5)  I love how it slows me down.  People who know me already think I can zen the hell out of street or travel photography.  Nope, landscape is the sh*t.  Mother nature will slow you down.  You need to make sure that she doesn’t take your stuff away in the next oncoming tide.  Or that you don’t miscalculate a step and slip on some mossy rock. Every step taken, measured.

6)  Don’t tempt the fates especially if your filters are loaners :-p

7)  Don’t let your mind wander.  Missing a second or two will spell the difference between a nice shot and a really nice shot. I don’t have those auto timers so I either look at my chronograph (never realized they would be useful) or peep through the viewfinder to check on the time elapsed.

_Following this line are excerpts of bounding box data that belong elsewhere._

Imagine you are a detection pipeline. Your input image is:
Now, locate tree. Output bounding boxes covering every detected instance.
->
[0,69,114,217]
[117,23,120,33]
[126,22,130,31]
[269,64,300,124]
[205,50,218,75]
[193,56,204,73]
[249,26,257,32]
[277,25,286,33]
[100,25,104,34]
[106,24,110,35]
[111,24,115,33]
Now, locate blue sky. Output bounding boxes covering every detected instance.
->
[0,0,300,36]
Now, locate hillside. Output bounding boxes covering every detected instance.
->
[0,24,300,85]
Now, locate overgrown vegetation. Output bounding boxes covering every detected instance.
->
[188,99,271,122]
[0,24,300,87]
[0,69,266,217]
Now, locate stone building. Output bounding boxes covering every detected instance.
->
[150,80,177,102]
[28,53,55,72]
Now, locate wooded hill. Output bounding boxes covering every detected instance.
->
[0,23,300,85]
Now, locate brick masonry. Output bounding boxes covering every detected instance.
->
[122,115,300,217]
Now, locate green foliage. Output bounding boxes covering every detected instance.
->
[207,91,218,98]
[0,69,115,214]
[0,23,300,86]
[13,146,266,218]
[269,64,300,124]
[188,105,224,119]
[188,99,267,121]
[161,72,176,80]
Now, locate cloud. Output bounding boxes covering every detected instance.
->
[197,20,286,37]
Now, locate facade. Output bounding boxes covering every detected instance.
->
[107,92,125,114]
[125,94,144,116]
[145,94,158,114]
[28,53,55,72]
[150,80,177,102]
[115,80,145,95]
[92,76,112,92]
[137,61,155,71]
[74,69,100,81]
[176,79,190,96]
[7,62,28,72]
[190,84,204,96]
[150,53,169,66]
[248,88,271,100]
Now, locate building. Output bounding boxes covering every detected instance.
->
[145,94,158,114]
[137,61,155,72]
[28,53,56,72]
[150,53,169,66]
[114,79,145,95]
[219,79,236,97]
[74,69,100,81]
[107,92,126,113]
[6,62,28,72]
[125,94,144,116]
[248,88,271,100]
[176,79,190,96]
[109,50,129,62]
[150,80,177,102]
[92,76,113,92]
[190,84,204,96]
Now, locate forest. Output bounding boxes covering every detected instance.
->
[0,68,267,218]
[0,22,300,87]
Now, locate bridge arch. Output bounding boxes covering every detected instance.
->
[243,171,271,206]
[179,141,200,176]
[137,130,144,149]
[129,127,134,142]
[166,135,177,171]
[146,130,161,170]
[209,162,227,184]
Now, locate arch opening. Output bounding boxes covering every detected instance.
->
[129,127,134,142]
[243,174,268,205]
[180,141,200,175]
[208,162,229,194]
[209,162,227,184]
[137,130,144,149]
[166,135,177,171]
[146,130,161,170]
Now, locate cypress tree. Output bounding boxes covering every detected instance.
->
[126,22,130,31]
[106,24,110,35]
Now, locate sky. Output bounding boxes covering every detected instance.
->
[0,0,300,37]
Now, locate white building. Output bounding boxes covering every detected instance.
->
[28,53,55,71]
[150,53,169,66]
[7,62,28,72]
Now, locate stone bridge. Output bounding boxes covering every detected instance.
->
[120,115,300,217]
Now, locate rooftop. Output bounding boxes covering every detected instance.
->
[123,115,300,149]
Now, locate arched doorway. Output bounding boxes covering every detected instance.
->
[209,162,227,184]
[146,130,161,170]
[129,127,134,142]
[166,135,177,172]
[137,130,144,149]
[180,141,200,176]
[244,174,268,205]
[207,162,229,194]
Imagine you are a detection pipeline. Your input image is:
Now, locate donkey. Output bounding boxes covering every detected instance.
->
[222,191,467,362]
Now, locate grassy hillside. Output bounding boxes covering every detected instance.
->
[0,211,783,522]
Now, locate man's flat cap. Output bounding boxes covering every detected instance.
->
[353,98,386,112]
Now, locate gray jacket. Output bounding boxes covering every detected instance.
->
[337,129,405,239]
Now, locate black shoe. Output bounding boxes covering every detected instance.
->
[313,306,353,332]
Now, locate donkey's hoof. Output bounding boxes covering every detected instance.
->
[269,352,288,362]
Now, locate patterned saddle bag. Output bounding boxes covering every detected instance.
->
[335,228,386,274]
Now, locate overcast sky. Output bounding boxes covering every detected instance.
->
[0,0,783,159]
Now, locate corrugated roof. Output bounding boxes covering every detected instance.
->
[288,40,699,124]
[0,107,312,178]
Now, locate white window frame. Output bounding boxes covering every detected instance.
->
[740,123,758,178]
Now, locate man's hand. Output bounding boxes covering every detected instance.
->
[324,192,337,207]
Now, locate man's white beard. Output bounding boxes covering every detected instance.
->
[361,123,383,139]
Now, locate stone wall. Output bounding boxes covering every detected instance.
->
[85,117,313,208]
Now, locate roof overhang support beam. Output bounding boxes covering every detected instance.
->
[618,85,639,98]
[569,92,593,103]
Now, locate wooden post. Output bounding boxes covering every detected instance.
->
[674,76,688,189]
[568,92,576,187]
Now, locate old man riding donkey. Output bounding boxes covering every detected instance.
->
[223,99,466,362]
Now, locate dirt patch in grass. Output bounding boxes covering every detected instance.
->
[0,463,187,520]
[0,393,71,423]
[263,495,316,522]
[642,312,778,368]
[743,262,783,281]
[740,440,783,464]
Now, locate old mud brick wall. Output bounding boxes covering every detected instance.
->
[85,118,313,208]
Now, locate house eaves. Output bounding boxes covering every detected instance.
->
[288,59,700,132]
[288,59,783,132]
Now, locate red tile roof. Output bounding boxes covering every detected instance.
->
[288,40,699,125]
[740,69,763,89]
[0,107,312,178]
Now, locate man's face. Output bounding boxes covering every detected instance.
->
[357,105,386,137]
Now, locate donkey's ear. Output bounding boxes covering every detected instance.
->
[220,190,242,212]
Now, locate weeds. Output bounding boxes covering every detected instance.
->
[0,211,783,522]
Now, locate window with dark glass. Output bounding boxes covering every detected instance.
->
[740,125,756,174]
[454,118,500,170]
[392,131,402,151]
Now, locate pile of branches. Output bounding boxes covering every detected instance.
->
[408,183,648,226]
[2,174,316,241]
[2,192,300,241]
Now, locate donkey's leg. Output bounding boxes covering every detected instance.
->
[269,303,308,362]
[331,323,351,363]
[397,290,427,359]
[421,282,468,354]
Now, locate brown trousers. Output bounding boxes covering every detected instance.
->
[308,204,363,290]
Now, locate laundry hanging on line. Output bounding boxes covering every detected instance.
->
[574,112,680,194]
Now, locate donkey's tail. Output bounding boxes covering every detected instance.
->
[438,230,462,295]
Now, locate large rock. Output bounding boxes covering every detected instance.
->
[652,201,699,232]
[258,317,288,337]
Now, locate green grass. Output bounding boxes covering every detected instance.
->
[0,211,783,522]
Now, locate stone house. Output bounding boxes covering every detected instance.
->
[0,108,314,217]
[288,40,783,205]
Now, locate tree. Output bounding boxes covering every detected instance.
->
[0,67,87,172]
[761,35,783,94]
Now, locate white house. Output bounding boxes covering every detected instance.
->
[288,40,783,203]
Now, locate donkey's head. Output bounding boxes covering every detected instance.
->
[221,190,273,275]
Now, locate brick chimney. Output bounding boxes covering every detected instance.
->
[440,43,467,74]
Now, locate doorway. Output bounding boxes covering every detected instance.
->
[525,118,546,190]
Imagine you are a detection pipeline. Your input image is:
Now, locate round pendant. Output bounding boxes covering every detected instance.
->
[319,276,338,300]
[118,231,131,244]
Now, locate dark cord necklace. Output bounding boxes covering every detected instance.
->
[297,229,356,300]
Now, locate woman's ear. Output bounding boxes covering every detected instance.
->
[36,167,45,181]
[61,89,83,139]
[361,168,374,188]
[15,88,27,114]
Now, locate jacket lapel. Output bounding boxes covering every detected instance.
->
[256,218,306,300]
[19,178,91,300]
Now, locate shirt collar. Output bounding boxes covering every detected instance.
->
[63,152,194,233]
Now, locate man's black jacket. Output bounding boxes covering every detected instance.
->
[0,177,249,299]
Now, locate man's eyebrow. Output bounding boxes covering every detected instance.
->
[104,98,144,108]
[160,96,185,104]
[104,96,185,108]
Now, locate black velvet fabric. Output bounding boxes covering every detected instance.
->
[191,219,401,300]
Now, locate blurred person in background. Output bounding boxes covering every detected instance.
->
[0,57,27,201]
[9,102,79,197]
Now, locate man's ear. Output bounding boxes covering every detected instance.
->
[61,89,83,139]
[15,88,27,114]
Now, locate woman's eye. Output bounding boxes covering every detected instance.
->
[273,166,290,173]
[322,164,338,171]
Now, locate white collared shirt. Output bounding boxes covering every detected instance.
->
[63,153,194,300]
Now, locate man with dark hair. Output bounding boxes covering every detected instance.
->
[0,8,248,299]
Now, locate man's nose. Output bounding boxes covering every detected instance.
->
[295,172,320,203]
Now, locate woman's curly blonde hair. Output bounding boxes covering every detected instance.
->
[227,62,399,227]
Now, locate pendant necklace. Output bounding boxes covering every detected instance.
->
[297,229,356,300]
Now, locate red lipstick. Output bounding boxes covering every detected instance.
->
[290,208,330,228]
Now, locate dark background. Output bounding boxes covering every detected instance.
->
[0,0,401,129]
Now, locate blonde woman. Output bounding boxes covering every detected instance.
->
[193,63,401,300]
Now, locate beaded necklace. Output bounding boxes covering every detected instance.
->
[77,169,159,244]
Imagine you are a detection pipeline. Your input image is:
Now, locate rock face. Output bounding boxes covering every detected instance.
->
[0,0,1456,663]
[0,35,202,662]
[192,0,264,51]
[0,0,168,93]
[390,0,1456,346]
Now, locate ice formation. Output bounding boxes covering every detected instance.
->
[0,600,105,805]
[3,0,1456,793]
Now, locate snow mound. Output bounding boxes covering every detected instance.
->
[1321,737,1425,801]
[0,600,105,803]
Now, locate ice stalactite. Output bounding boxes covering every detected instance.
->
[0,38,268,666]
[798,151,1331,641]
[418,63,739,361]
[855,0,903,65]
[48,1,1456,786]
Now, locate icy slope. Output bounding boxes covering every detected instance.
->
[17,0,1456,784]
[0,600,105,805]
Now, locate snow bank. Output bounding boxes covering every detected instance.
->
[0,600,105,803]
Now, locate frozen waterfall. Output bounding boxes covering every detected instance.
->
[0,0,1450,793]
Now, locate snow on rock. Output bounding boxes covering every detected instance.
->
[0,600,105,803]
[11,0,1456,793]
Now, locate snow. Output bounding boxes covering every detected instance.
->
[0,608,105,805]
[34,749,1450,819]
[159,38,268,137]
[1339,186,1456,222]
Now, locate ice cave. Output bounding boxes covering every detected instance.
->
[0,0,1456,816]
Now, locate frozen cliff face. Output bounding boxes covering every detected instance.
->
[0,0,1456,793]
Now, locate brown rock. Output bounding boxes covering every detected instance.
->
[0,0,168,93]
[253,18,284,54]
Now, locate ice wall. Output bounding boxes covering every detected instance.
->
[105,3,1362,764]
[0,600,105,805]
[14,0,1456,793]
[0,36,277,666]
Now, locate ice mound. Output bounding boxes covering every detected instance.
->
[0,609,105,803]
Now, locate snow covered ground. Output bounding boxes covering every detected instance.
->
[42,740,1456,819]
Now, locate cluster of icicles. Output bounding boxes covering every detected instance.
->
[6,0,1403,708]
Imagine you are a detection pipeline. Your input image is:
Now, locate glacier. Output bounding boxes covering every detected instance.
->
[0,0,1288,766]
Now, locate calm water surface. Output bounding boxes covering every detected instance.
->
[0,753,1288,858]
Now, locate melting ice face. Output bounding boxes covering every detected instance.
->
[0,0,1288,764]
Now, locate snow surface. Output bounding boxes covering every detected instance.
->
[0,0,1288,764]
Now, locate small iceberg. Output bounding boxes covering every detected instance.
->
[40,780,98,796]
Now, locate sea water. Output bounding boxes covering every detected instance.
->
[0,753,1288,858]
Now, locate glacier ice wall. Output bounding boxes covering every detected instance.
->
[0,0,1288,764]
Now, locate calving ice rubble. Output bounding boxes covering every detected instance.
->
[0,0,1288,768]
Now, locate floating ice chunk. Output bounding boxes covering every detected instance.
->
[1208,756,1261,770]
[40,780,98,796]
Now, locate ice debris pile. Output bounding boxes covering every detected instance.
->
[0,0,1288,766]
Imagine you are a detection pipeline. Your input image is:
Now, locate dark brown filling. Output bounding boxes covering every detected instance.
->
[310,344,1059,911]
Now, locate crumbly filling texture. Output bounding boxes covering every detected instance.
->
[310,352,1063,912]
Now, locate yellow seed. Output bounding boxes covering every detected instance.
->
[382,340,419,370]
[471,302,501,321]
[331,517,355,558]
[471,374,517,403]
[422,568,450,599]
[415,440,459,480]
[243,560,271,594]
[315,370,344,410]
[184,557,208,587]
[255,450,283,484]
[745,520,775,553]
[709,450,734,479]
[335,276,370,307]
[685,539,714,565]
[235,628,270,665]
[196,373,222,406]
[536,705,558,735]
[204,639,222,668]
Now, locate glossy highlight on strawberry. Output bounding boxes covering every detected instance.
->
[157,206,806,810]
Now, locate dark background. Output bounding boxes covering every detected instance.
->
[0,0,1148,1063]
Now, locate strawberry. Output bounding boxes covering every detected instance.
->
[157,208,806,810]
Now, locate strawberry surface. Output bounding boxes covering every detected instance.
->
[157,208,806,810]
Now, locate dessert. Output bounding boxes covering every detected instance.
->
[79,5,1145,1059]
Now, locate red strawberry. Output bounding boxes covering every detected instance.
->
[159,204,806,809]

8)  Unless you’re a freak with three hands, you’ll need a bag of sorts to stage them filters when you’re trying to figure out your setup.  Those that zip up or open at the top are the best.  I was able to survive with my Artisan and Artist but something with a bit more room would’ve eased tensions a bit.  Also, don’t forget to have a microfiber cloth and an optical cleaner handy just in case you find yourself getting your fingerprints on the glass. I used to laugh at those man bags but a few minutes in trying to figure which hand will hold what gave me a better appreciation for the potential of those fruity things. My friend probably has the best staging set up of all.  He hired an extra pair of hands so he can operate like a surgeon.  He just shouts, “Big Stopper!” and voila, a dark wafer-thin sheet of glass materializes on his palm.  When I shout “Big Stopper!” it probably only means that the waves took it off mine.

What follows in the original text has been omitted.